Gli Dei, come sempre sensibili alle grandi storie di sesso, sistemarono tutti i protagonisti della vicenda sulla volta del Cielo: Orione al centro, ben visibile, e al suo seguito i cani Sirio e Procione. Per lo Scorpione, invece, bisogna attendere le ore piccole per vederlo apparire all’orizzonte, più minaccioso che mai, e tutto proteso a colpire il piede del cacciatore.
Per quanto riguarda Atteone, che dire? Anche lui era un eccezionale cacciatore: aveva cinquanta cani fedelissimi e di rara bellezza, ma ebbe la sfortuna di vedere Artemide nuda, mentre si faceva la doccia, e alla Dea bastava molto meno per condannare a morte qualcuno. Il misfatto accadde in una valle chiamata Gargafie.

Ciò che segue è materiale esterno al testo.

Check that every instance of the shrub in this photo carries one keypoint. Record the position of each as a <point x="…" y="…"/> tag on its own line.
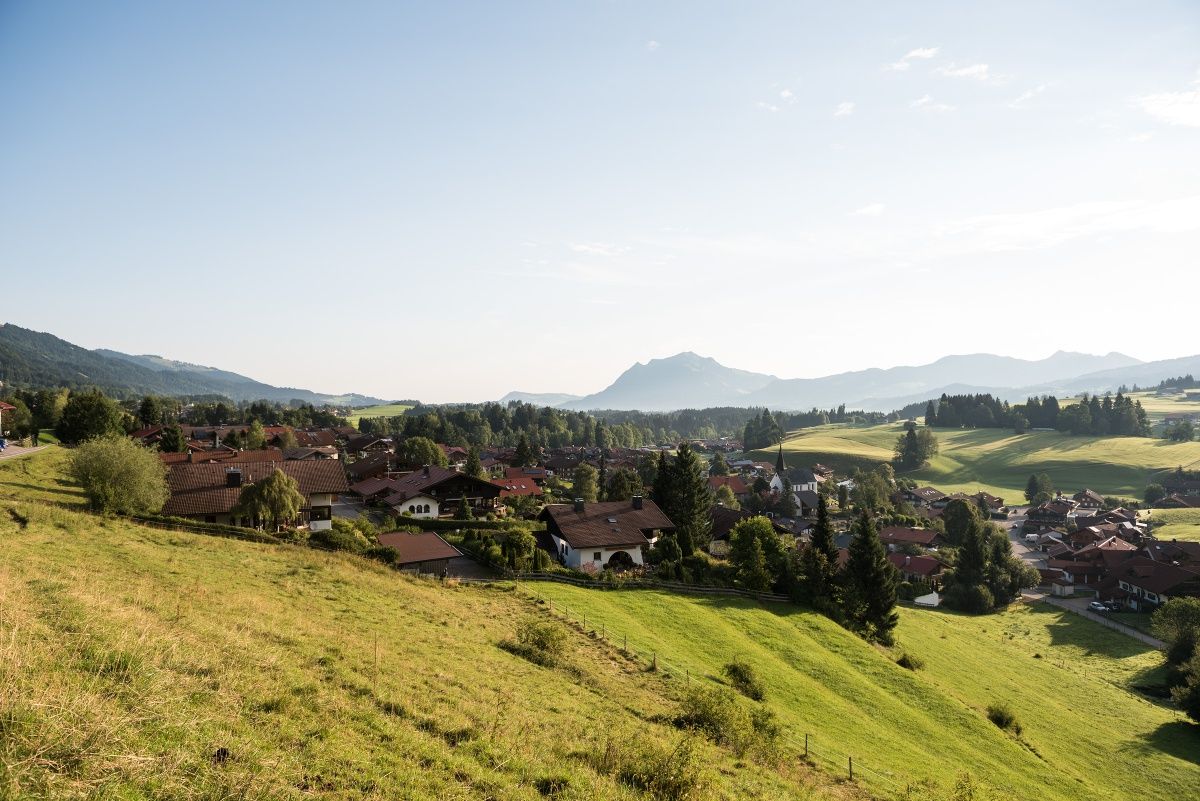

Qui la Dea dei boschi, stanca per la caccia, era solita aspergere il suo corpo di vergine con acqua stillante. Al giungere sotto la sorgente, essa affidò a una delle ninfe, sua armigera, le frecce, la faretra e l’arco allentato. E mentre una le sfilava la sopraveste, altre due le tolsero dai piedi i calzari. Quindi Crocale, la figlia d’Ismeno, essendo la più esperta di tutte, le raccolse in un nodo i capelli effusi sul collo.
(Ovidio, Metamorfosi III, 163 sgg.)
Ora ci si chiede: Atteone l’aveva forse seguita proprio per vederla nuda? Ci mise forse malizia? Niente di tutto questo: il poverino, per dirla con Ovidio,
con casuali passi, errando per il bosco sconosciuto, giunse al sacro recesso, perché così vollero i fati.
(Op. cit. III, 177)
Artemide lo trasformò, allora, in una gazzella e gli aizzò contro i suoi stessi cani.
Gl’infuse anche la pavidità, ragione per cui lui prese a fuggire, e proprio nella fuga si sorprese di essere così veloce, quando, in uno specchio d’acqua, vide il suo nuovo aspetto e le corna.
(Op. cit. III, 191 sgg.)
I cani, non riconoscendolo, gli si avventarono contro e, dopo averlo sbranato, si misero alla sua ricerca per mostrargli la preda appena catturata. Non trovandolo più in giro, cominciarono a guaire, finché il Centauro Chirone, preso da compassione, non modellò per loro una statua con le sue fattezze.